The telescope was a Schmidt-Cassegrain type with real-time digital-color visible video and false-color infrared video cameras. There was a full zoom capability and pan and tilt controls, all software-driven from the touchscreen on the back of any of the seats. With the planned ten-mile closest flyby altitude of the Moon, called the orbit’s periapsis, the system could resolve an inch or two on the lunar surface. It couldn’t read the license plates on the moonbuggies (if they had them), but it could give a pretty good image of the thing. At
Dreamscape
’s 186-mile-high orbit above the Earth, it could resolve, at best, about fifteen inches per pixel on the camera—assuming there were no atmospheric distortions in the way. In other words, the smallest thing the camera could see was the size of a beach ball. Although the system was designed for fun viewing of the Moon and for finding potential landing spots there in the future, Paul knew that the company had funding from other, more terrestrial, sources for flying future rapidly deployable spy missions. The
Dreamscape
was, in essence, a quickly deployable spy satellite that could be maneuvered to “locations of opportunity.” Paul also understood that Gary Childers liked money,
Dreamscape
needed lots of it, and the U.S. intelligence community liked the product they had, and they had plenty of money. Space Excursions had gotten contracts for undisclosed amounts from various DoD and three letter agencies to try out the system while in orbit around the Earth. Childers planned to create a fleet of these things that could be used for Moon missions, Earth-orbit tourist missions, and DoD missions; based, of course, on when the customers could pay.
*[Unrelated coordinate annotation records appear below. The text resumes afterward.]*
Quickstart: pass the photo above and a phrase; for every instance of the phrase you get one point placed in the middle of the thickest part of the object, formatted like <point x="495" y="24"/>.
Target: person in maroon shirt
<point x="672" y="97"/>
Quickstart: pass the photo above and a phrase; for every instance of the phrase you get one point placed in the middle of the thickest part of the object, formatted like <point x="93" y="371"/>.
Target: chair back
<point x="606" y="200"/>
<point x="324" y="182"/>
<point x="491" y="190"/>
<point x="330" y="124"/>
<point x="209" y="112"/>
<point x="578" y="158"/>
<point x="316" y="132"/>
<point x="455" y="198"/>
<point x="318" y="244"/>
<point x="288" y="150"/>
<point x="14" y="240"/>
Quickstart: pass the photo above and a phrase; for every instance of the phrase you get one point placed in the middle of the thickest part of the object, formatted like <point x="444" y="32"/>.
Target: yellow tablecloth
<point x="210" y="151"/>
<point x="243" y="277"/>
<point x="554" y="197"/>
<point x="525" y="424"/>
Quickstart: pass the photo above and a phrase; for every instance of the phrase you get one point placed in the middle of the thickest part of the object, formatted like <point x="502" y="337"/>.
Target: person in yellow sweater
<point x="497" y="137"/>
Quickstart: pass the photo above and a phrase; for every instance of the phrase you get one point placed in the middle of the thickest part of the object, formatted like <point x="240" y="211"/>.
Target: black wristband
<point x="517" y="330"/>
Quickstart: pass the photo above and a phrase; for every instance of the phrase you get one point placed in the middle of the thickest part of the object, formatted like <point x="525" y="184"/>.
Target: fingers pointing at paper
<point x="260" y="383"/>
Paul ran the ISR telescope through its test sequence and then played around with it for the allotted thirty minutes he had available in the mission timeline. As he rolled around the planet, he could see Florida coming into view. He zoomed in on the Cape at the launch pads there and could see the Ares Vehicle Assembly Buildings. He could see motion around the pads like a flurry of ants on an anthill. A few minutes later he was over the Atlantic Ocean and couldn’t find much to look at. He put the system on auto and closed the icon on his screen. To close out the checklist for this item, there was only one other thing he had to do. He unstrapped himself and practiced floating back to seat number 2B, where he checked that he could control the ISR system from there. All was well.
Check
. He floated his way to all the seats and ran through their operation.
After the basic ship checkout and the occasional fun full backflip, he made his way back to his seat up front. It was time to start prepping for the rendezvous with the fuel depot. All the motion through the ship had made him a little dizzy, and he needed to strap himself in and focus to keep from getting motion sick. Microgravity was fun to him, but Paul knew to be careful until he was well adjusted or it could lead him down a dangerous and gut-wrenching path.